ÊLIH - Hasta tutsak Sıddık Kıvanç’ın ablası Sultan Azboy, cezaevlerindeki açlık grevlerine işaret ederek, “Bu halk Abdullah Öcalan’ın sağlığını merak ediyor. Kaç defadır deprem oluyor” diye kaydetti.
Cezaevlerindeki kötü koşullar ve hak ihlalleri nedeniyle sağlık durumları her geçen gün kötüye giden hasta tutsakların tahliyeleri tüm girişimlere rağmen engelleniyor. İnsan Hakları Derneği’nin (İHD) raporuna göre; 651'i ağır olmak üzere bin 517 hasta tutsak cezaevinde tutuluyor. Temel ihtiyaçlarını dahi karşılamayacak durumda olan 38 tutsak, acil tahliye edilmeleri çağrılarına rağmen ölüme terk edilmiş durumda. Son iki yılda ölüme terk edilen 100’ün üzerinde tutsak cezaevinde yaşamını yitirirken, ölüm döşeğinde tahliye edilenler ise cezaevinden çıktıktan kısa bir süre sonra hayatını kaybediyor.
2 KEZ KALP KRİZİ GEÇİRDİ
6 Temmuz 1997 tarihinden bu yana tutuklu bulunan ve hakkında müebbet hapis cezası verilen 47 yaşındaki Sıddık Kıvanç da cezaevinde sağlık sorunu yaşayan tutsaklardan sadece biri. Tutsaklığı boyunca Êlih, Sêrt, Mêrdîn, Samsun, Tekirdağ ve Manisa’daki cezaevlerinde kalan Kıvanç, şuan Diyarbakır 1 Nolu Yüksek Güvenlikli Cezaevi'nde tutuluyor.
Sultan Azboy
Bu süreç içerisinde yoğun hak ihlallerine maruz kaldı ve 2 kez kalp krizi geçiren Kıvanç, iki kez anjiyo oldu. Ailesi, olası bir kriz nedeniyle Kıvanç’ın yaşamından endişe duyuyor. Kıvanç'ın ailesi, hasta tutsakların durumunun iyileşmesinin devam eden açlık grevlerine bağlı olduğuna dikkat çekerek, tutsakların eylemine destek çağrısında bulundu.
‘AĞIR YÜK CEZAEVLERİNE BIRAKILIYOR’
Kıvanç’ın ablası Sultan Azboy, en büyük zulümlerden birinin hasta tutsaklara yönelik yaklaşım olduğunu belirterek, bu zulmün açlık grevlerinin sahiplenmesiyle sona ereceğini vurguladı. Kardeşinin 26 yıldır cezaevinde direndiğini söyleyen Azboy, “Bu süre zarfından birçok cezaevinde kaldı. Sağlam girdiği cezaevinde hasta olmuş durumda.

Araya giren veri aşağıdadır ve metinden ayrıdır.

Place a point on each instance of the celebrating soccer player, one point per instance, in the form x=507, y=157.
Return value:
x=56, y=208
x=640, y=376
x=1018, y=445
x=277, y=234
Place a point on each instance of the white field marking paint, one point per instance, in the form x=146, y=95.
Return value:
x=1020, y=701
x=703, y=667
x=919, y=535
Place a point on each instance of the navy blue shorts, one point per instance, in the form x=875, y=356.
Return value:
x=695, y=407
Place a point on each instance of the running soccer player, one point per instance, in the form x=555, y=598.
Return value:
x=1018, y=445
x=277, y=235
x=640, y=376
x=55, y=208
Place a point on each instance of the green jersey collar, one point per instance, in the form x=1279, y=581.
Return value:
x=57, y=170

Gittiği her yerde baskılara maruz kaldı. Cezaevlerindeki koşullar çok kötü. Şimdi ise yoğun bir tecride maruz kalıyorlar. Cezaevinde direnenlerin yükü hep ağır oluyor. Direnmek onlara kalıyor. Mücadeleye dilsiz, sağır kaldığımız için cezaevindekiler açlık grevine giriyor ve 4 duvar arasında direniyorlar. Dışarıda olanlara sesleniyorum; direneceklerse şimdi dirensinler, cezaevlerinde cenazeler çıktığında kimse cenaze için gelmesin. Herkes onların direnişine ortak olup dirensin” çağrısında bulundu.

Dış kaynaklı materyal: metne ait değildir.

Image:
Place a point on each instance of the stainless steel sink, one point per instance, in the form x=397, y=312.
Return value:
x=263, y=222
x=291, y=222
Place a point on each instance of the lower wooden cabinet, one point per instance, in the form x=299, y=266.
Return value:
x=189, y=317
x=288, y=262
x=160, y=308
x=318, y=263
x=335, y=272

'VİCDANI OLAN SES ÇIKARSIN'
PKK Lideri Abdullah Öcalan üzerinde ağırlaştırılan tecridin kabul edilemez olduğunun altını çizen Azboy, vicdanı olan herkesi tecridin kaldırılması için mücadele etmeye çağırdı. İmralı’da yaşanan tecrit ve baskınların son bulması için dünyanın dört bir yanında mücadele edildiğini söyleyen Azboy, “Bu halk, Sayın Öcalan’ın sağlığını merak ediyor. Kaç defadır deprem oluyor. Ne oldu orada halk bilmek istiyor. Bu hukuksuzluk son bulsun. Ailesi ve avukatları ile görüşebilsin. Tecridin son bulması için herkes elini taşın altına koysun. Bu halk için direnenleri kimse unutmasın.”